Kristen Parrish with students in CON 252 at the construction site of the new building for the W.P. Carey School of Business. Through a photo scavenger hunt, students learn about steel in the construction process. Photo: Jessica Slater/ASU
Kristen Parrish joined the School of Sustainable Engineering and the Built Environment as assistant professor this year. Her research focuses on integrated project delivery—integrating different phases of the life cycle of a building including design, construction, operations and end of life and simultaneously integrating the people that work on buildings.
“I am looking at the broader picture,” Parrish says. “We want to know not just how the building is built, but how does it get used.”
“We are excited to have Kristen here at ASU. She brings a number of skillsets with her that will help our construction programs continue to stay on the cutting edge of methods and research. She is also passionate about teaching and working with our students,” says Edd Gibson, director of the School of Sustainable Engineering and the Built Environment.
Parrish started out in structural engineering. She holds bachelor’s and master’s degrees in civil and environmental engineering with a focus on structural engineering from the University of Michigan, and a Ph.D. in civil engineering systems from the University of California, Berkeley. As a graduate student, she worked on integrating the design and building of concrete structures to enable efficient construction, from a time and budget perspective.
As a doctoral student, Parrish became interested in the interactive elements of building design and construction and how teams worked together to achieve project goals. Her postdoc work at Lawrence Berkeley National Lab focused more on the integration of designers and operators, looking at how to design buildings that use less energy once they are built and in use.

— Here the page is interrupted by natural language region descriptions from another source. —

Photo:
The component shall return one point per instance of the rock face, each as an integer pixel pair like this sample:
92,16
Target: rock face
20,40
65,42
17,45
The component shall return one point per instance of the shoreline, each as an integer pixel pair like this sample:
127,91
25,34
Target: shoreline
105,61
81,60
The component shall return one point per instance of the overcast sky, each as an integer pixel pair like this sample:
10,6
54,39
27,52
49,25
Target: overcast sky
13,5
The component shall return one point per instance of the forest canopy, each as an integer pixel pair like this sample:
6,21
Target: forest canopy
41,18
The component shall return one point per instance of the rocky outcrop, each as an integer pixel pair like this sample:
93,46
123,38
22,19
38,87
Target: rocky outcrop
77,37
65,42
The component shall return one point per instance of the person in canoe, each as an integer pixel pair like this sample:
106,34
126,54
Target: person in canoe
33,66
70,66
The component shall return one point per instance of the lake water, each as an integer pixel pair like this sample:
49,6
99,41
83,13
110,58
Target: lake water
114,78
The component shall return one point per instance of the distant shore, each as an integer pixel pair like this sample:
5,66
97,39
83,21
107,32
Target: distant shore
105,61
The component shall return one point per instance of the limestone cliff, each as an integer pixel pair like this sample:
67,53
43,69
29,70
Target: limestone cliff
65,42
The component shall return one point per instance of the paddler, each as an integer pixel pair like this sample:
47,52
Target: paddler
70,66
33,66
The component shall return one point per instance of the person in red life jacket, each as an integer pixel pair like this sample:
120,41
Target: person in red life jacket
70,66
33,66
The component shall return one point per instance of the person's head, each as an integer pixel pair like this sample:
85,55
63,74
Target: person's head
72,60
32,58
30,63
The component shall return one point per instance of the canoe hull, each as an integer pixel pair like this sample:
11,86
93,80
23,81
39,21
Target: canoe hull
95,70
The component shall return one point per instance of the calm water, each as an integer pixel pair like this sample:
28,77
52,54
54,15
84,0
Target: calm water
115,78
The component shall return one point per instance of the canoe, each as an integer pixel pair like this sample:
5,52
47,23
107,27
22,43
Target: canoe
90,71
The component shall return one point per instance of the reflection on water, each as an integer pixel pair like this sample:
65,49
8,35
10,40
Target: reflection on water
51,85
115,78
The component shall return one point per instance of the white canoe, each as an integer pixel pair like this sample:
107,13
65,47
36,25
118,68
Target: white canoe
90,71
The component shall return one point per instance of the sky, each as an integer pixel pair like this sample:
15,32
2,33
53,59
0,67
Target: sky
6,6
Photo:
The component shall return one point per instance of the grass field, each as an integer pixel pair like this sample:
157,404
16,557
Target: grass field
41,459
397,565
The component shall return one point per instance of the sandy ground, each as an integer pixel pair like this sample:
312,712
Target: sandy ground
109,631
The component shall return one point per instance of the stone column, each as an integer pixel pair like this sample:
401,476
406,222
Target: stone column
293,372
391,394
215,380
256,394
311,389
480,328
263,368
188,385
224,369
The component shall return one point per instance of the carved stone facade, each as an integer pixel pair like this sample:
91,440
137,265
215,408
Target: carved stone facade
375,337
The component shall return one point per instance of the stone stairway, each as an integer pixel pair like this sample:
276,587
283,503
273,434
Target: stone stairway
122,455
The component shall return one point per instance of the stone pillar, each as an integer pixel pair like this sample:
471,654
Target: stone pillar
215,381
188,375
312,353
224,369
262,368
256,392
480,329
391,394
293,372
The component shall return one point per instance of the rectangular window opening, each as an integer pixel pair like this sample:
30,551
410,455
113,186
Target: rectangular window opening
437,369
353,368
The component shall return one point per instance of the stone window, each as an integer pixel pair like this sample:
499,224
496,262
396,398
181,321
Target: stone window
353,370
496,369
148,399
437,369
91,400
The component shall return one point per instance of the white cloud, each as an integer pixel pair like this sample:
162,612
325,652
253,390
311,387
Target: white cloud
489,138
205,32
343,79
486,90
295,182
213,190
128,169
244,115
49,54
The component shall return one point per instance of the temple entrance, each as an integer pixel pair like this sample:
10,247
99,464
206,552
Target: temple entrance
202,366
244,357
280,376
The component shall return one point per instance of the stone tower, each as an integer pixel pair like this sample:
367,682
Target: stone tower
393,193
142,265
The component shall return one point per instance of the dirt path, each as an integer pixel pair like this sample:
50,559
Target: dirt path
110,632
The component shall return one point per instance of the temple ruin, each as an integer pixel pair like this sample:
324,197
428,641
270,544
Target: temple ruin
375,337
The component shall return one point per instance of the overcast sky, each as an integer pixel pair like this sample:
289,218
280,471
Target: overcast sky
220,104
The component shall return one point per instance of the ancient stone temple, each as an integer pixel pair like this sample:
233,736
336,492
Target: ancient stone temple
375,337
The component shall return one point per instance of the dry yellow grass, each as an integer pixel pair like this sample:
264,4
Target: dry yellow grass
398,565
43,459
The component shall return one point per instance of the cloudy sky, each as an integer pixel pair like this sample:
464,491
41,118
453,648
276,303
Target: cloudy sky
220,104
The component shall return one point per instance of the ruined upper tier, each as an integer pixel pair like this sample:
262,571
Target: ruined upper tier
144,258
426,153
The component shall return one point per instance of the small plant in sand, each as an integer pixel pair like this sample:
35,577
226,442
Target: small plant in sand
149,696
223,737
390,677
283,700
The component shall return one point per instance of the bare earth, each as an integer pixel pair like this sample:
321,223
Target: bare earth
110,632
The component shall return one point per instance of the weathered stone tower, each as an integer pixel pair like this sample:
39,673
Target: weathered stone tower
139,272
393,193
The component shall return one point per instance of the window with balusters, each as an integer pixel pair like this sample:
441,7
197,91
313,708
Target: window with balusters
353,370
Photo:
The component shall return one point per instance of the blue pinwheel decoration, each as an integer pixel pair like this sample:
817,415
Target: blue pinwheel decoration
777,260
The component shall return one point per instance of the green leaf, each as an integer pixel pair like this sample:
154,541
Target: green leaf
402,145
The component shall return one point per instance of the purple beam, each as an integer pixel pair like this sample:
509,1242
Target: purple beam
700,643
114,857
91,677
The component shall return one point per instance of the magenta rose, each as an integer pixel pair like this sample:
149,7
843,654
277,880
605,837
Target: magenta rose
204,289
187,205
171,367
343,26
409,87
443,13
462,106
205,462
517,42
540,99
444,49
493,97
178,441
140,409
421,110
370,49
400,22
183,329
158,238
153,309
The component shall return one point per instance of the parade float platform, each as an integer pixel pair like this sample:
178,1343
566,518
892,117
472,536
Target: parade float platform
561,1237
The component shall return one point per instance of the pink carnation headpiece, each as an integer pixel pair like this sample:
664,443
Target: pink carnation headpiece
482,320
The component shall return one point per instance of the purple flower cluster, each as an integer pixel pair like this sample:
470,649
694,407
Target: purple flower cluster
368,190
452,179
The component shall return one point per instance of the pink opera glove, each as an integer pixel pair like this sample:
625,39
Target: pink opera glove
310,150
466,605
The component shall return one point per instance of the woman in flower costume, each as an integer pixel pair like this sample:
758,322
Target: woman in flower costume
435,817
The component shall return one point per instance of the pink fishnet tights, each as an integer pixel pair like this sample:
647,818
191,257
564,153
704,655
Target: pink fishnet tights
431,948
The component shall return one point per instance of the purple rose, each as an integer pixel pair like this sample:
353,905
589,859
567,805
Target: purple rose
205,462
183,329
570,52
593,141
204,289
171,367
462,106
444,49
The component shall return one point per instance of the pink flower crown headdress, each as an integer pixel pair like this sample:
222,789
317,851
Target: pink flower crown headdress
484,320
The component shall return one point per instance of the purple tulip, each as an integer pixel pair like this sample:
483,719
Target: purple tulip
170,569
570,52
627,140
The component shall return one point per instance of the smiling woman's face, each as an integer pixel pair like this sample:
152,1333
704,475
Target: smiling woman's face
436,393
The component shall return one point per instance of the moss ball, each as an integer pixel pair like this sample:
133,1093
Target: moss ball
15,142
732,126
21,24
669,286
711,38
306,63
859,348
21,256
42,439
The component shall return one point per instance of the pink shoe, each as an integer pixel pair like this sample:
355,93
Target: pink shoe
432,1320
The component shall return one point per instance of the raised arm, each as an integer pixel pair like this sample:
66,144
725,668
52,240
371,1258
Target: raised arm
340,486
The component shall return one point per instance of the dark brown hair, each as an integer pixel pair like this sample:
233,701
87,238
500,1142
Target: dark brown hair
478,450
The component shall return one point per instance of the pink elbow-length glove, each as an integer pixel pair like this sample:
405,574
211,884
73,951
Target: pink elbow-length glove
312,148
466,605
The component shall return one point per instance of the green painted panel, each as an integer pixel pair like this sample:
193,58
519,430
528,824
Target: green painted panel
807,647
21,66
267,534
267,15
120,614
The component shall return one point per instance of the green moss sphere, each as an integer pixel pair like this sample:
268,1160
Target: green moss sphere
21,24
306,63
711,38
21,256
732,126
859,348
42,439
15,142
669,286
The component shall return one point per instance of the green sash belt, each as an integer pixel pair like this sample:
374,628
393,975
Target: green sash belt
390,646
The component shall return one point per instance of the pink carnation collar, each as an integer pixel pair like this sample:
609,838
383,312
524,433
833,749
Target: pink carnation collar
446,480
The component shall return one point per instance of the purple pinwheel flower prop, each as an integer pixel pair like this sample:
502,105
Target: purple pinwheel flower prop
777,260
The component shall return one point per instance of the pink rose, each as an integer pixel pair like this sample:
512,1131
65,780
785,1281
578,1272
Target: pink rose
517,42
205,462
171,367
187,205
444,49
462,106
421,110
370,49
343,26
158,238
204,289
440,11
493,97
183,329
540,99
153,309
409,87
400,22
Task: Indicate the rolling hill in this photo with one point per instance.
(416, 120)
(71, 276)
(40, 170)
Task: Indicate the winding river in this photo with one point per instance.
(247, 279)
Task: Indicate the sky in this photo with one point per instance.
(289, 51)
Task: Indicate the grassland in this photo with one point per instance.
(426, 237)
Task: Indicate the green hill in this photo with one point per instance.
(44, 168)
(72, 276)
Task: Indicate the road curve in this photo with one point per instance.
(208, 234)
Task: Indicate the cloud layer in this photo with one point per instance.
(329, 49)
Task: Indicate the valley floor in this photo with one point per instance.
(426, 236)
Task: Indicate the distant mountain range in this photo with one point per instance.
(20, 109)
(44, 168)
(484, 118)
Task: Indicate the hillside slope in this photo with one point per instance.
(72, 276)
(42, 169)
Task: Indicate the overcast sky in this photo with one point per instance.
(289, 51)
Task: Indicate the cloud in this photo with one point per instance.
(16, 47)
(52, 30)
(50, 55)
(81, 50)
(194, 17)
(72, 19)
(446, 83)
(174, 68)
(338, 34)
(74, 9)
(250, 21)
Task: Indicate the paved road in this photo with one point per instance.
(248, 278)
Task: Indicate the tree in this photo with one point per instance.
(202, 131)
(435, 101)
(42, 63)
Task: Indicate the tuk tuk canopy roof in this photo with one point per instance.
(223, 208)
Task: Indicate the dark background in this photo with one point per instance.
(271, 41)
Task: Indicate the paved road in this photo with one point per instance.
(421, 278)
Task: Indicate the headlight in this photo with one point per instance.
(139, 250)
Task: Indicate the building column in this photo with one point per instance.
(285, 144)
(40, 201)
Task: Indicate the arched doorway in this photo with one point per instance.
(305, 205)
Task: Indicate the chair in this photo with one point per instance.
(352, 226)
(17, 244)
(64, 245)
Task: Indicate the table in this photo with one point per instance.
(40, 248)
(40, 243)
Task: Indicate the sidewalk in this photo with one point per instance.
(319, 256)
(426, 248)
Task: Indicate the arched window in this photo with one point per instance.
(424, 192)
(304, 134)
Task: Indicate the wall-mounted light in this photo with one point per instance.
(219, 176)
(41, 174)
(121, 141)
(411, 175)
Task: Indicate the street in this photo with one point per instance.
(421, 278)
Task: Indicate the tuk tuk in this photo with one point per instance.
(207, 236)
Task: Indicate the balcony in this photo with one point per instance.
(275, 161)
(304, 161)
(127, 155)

Parrish is working to see if the same principles used to facilitate design for constructability can be applied to “design for operations,” or making operations more energy-efficient. She notes that it is a very interdisciplinary, collaborative effort—bringing together architectural, civil, mechanical, electrical and structural engineers on the technical side as well as business and psychology colleagues on teaming strategies.
“There is no one discipline that controls all of the elements in a building,” she explains. “For example, if the mechanical designer collaborates with the lighting designer early in the process, we can look at putting in lower lighting power density in a building and reducing the size of the air conditioner at the same time.”
She notes that collaboration is one of the reasons she came to ASU.
“ASU is a clear choice for sustainability research. The number of people working in all of these different subdisciplines and interested in collaborating is really unparalleled,” Parrish says.
“The other reason I chose ASU is that I love teaching. ASU really values that in their faculty,” she says.
Parrish is interested in getting students involved in her research. For master’s-level students, she sees an opportunity for case study projects, collecting data on who is working on what, how responsibilities are divided and how that impacts the final construction decisions and building operations.
“Many students come in with industry experience,” she says. “Someone may have worked for a mechanical subcontractor and want to learn more about cutting-edge mechanical systems like natural ventilation. We would look for case studies that achieve that objective through integrated project delivery.”
For undergraduates, projects would include looking at different parts of a building system, to understand how things actually perform. The goal is to gain an understanding of how much energy consumption in a given building is attributable to the different building systems and come up with a strategy for managing those systems.
Parrish’s first collaborative project at ASU is working with the Energize Phoenix team, looking at strategies to more broadly deploy project findings by identifying successes of Energize Phoenix that could work for other cities.
“Phoenix is a good model city – its building density and metropolitan landscape are similar to many other American cities. It is also interesting because we have a challenging climate—we spend a lot of energy and money cooling buildings. It is a reminder of why I do the work that I do,” Parrish says.